Into the Classroom: Jesse Lytle to Teach Course

Posted: August 29, 2006

This fall, assistant to the president Jesse Lytle will teach a course on the challenges higher education is facing, using Mount Holyoke as a central example. In fact, developing ideas for improving Mount Holyoke will be the final project.

Education Studies 260: Mission and Market: Higher Education will examine the development of higher education in the U.S. from upstart colonial colleges into a multi-billion dollar industry and will begin with two key questions: Is Mount Holyoke a school or a business? Is the institution one sees today what Mary Lyon had in mind in 1837?

The seminar will look closely at the tension between educational mission and market forces, and how the interaction between academe and society has played out from the founding of the republic through women's rights, the world wars, and 60s counterculture. In addition, classes will touch on a range of contemporary topics such as access and affirmative action, standardized testing, athletics, and e-learning. Mount Holyoke will serve as a recurring case study.

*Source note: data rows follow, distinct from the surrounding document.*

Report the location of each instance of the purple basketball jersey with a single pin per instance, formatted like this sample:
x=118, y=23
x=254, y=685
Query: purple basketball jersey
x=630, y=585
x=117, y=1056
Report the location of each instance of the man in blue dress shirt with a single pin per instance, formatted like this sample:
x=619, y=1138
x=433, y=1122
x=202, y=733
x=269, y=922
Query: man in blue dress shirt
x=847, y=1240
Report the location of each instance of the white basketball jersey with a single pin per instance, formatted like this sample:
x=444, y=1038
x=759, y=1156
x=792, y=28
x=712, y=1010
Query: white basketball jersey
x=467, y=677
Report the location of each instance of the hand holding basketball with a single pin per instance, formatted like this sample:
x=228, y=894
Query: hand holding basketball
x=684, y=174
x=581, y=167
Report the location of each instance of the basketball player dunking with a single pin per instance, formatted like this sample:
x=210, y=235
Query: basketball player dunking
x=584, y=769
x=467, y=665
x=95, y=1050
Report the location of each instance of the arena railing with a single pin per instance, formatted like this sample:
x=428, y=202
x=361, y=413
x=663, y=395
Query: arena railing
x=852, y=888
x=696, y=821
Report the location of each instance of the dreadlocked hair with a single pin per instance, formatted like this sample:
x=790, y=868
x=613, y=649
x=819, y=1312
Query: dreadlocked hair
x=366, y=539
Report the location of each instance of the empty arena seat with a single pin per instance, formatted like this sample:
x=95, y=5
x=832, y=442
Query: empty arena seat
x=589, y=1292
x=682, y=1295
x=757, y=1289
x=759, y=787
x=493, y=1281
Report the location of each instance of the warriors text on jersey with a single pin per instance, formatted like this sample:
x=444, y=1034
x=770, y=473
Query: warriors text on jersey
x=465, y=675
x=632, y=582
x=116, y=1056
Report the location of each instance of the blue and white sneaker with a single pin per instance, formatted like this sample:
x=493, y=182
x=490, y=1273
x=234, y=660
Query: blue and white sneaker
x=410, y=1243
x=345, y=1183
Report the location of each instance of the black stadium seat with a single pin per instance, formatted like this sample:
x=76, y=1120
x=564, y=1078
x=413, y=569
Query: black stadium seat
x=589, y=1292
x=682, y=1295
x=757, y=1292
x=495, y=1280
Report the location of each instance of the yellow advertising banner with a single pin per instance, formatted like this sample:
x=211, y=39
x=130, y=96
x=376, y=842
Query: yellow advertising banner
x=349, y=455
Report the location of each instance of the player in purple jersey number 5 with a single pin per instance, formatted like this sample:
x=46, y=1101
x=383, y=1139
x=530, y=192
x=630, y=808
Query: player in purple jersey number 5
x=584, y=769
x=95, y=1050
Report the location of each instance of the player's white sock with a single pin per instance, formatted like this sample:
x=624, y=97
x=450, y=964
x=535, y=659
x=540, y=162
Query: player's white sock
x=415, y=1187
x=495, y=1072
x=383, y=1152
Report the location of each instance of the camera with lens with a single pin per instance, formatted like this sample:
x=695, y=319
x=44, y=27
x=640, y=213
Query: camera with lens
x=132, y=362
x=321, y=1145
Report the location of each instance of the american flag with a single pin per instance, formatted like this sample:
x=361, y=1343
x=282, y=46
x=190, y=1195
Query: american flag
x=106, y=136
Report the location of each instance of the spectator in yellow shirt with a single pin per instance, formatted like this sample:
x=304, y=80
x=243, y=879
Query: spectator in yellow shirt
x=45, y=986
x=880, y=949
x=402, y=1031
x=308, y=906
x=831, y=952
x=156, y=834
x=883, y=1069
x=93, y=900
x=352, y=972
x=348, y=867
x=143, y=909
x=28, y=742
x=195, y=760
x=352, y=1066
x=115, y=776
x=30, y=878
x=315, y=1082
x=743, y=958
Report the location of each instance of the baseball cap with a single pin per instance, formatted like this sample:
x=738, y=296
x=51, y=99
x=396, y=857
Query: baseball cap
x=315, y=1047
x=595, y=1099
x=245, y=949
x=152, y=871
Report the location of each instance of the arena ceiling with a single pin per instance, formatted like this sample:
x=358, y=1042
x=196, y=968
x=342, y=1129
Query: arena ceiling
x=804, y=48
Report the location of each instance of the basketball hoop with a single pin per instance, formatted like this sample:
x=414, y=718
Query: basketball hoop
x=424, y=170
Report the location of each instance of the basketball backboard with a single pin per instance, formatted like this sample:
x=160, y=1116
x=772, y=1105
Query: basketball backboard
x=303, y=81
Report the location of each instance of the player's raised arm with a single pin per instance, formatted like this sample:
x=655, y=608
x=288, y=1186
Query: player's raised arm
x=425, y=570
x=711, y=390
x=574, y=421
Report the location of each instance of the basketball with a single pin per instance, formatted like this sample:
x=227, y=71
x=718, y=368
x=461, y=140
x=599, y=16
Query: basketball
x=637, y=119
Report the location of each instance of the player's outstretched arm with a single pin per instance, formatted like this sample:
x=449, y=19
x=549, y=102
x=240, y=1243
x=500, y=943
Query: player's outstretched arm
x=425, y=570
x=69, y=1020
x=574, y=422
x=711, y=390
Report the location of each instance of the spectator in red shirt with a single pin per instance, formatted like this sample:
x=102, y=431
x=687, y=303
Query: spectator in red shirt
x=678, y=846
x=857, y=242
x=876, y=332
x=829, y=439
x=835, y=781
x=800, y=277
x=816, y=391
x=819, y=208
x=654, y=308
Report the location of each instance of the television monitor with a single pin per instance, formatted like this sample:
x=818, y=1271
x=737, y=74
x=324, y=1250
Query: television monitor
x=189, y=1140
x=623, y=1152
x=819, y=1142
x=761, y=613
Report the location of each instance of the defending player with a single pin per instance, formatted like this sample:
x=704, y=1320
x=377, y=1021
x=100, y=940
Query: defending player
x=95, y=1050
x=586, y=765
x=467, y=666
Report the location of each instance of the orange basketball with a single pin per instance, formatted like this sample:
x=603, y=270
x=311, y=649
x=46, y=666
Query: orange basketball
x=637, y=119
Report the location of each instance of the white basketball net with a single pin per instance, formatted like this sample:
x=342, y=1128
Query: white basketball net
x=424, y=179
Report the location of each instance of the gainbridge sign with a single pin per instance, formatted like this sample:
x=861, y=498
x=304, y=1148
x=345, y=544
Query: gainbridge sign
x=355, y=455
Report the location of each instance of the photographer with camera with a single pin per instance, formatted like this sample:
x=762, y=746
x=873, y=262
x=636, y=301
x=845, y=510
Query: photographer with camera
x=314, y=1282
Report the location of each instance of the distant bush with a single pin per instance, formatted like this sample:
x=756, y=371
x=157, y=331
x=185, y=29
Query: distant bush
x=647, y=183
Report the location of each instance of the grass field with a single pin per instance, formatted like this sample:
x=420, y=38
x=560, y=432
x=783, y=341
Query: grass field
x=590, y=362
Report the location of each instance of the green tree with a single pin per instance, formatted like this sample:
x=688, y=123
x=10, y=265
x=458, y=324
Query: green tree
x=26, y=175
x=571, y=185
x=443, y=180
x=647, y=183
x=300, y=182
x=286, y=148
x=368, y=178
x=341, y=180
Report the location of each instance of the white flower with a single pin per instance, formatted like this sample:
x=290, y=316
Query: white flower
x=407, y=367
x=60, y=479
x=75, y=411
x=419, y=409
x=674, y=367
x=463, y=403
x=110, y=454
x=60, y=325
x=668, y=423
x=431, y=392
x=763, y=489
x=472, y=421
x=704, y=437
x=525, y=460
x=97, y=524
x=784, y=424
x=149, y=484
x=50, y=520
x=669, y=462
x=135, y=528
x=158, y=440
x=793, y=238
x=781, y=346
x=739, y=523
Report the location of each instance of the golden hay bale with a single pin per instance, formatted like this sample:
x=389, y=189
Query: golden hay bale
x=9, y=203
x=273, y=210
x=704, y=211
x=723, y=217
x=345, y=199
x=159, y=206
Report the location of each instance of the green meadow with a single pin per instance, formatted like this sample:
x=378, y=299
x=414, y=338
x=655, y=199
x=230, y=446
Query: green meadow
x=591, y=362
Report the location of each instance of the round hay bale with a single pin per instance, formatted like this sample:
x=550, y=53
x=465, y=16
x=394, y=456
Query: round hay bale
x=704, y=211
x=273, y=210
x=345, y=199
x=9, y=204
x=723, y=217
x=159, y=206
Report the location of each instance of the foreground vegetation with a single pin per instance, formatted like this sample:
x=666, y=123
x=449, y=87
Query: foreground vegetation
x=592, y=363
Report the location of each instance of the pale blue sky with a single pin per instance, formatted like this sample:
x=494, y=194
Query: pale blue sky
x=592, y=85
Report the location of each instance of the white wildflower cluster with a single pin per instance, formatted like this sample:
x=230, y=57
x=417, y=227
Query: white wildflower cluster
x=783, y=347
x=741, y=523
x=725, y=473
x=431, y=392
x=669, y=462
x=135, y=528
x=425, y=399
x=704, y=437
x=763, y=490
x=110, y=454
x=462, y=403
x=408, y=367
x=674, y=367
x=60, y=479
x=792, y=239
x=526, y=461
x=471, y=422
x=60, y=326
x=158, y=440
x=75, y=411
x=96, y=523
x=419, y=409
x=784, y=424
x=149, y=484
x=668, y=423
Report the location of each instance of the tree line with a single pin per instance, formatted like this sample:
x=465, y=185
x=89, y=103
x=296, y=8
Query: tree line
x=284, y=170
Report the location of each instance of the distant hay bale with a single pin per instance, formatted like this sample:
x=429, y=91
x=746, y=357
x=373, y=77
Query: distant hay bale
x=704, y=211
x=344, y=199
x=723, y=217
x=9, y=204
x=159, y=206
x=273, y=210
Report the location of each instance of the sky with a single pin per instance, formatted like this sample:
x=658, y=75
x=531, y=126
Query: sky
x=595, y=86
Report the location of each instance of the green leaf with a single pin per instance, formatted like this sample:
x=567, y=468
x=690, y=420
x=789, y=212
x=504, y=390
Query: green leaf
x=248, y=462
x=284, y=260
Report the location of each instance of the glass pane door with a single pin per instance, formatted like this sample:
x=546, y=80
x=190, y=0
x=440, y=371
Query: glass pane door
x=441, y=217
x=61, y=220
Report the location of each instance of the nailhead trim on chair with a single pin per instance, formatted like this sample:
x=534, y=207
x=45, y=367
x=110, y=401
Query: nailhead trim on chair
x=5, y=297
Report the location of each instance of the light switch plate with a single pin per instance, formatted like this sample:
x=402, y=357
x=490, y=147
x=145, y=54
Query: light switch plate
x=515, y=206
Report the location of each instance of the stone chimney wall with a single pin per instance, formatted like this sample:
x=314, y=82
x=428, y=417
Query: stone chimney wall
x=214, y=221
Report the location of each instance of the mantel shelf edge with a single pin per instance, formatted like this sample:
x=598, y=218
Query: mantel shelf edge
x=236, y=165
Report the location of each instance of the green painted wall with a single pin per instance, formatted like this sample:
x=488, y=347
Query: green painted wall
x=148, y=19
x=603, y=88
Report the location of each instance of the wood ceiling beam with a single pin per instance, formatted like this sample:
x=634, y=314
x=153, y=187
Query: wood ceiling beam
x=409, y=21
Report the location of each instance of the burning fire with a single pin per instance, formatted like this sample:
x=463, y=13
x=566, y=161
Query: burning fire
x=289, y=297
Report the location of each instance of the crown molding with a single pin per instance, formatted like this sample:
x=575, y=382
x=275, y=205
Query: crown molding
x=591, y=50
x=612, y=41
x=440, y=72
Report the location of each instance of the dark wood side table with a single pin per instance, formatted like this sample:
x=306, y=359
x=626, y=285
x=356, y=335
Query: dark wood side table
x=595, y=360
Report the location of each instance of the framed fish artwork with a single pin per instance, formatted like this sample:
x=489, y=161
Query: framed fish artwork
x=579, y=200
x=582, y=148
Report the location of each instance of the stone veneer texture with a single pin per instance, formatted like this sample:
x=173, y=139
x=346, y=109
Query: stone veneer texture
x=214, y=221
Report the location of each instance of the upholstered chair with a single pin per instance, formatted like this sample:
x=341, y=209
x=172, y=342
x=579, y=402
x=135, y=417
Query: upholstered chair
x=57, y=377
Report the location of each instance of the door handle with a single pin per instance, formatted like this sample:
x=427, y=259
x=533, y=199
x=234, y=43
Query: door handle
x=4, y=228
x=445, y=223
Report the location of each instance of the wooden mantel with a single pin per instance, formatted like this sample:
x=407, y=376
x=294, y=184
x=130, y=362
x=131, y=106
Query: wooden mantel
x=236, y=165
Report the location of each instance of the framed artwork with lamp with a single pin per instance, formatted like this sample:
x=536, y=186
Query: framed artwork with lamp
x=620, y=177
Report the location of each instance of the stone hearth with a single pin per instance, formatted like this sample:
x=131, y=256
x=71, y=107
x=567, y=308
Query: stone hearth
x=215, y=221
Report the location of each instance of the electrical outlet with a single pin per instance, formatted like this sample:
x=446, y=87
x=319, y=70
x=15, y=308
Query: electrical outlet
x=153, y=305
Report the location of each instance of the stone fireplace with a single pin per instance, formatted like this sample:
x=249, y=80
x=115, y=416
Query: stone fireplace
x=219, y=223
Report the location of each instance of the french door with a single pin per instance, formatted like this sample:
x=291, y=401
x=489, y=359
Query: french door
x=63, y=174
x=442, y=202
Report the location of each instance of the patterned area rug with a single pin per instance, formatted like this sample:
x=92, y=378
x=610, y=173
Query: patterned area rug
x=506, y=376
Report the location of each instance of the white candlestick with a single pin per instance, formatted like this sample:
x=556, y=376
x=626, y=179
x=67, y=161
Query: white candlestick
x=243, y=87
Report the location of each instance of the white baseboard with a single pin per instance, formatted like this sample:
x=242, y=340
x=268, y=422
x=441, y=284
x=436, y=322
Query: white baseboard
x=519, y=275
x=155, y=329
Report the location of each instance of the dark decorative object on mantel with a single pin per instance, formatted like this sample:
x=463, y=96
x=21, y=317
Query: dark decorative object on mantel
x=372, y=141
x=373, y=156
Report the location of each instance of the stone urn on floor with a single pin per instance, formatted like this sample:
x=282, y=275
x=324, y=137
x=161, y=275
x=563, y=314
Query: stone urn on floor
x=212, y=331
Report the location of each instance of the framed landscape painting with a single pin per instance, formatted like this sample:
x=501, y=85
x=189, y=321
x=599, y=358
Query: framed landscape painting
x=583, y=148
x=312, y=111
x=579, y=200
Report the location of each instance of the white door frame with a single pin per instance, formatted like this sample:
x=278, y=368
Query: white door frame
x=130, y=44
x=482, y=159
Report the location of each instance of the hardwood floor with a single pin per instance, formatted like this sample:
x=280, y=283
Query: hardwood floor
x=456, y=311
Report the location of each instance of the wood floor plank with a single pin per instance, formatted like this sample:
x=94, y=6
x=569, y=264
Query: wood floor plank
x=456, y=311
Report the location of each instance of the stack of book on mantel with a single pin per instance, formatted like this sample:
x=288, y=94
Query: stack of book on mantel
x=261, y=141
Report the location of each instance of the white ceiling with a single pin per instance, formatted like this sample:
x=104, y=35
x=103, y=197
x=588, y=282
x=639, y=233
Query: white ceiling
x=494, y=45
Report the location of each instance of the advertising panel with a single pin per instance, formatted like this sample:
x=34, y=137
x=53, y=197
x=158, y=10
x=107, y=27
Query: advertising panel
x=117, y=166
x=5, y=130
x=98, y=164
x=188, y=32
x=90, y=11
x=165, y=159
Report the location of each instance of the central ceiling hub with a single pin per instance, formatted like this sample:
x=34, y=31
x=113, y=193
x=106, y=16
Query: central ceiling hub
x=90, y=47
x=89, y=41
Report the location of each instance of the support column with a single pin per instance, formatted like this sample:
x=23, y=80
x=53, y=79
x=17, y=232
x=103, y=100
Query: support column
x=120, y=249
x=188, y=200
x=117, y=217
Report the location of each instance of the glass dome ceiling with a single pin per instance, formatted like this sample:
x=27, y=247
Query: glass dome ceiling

"The culminating project will ask students to look at a pressing issue at Mount Holyoke today, place it in historical context, and use campus, industry, and scholarly resources to develop a policy recommendation for the board of trustees," Lytle noted. "Hopefully students will get a taste of how organizational behavior inevitably reflects a compromise among various value-based and practical considerations. With Mount Holyoke situated close to numerous fault lines in higher education--such as those around women's education, the liberal arts curriculum, educational access, or assessment--the College provides a remarkable lens into the form and function of the industry today."

Lytle has been assistant to the president and secretary of the College since 2003. He holds both a M.S. Ed. and an Ed.D. in higher education from the University of Pennsylvania, where he worked with Dr. Robert Zemsky in researching issues including intercollegiate athletics, Latino access to higher education, and e-learning.